Abstract

AbstractA strong decrease of volume and density of North Pacific Subtropical Mode Water (NPSTMW) in 1999 was analyzed in a regional high‐resolution (0.1°) numerical ocean circulation model simulation. Both shoaling of the bottom and deepening of the top of the NPSTMW layer contributed equally to volume decrease. They were locally governed by different physical processes, but both seem to be associated with basin‐wide changes in wind. A westward propagating negative thermocline depth anomaly that developed in the Central Pacific when the Pacific Decadal Oscillation index changed from a positive to a negative phase in 1998 caused shoaling of the bottom of the NPSTMW layer.

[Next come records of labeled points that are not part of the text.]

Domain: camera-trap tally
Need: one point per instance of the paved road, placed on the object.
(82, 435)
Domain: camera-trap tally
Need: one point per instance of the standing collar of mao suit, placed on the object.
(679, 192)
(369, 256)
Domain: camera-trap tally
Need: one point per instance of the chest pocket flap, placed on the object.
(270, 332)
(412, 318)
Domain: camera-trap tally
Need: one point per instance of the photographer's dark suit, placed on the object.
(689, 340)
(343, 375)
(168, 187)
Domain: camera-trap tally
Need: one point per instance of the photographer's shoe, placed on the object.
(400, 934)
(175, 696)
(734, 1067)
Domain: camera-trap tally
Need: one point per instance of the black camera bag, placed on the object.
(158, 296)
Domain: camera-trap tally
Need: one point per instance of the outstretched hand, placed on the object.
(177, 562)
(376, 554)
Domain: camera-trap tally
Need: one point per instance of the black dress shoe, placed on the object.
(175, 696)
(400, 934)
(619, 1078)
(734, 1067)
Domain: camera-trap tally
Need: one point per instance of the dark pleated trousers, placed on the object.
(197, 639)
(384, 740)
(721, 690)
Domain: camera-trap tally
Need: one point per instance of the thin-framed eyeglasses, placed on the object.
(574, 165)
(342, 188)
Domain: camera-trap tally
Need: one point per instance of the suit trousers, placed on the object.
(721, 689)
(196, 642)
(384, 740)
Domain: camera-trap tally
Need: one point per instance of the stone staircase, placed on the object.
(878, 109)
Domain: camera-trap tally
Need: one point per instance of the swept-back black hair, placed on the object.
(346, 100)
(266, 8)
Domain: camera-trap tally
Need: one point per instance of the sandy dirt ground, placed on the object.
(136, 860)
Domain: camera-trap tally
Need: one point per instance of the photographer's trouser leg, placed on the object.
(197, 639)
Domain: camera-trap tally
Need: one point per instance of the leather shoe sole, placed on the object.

Deepening of the top of the NPSTMW layer was due to an increase in the near surface stratification, caused by an increase in wind‐driven lateral heat transport convergence by the Kuroshio Extension jet starting in 1997. Both processes increased the potential vorticity in the NPSTMW region, decreasing the volume of water in the NPSTMW density range that satisfied the low potential vorticity constraint that is part of the definition of “mode water.” The strong near‐surface density decrease provided preconditioning for preferential surface formation of a lighter variety of NPSTMW, further decreasing its density. It also resulted in decrease of the outcrop window in the NPSTMW density range, strongly reducing its formation rate in 1998 and 1999 despite strong surface heat loss.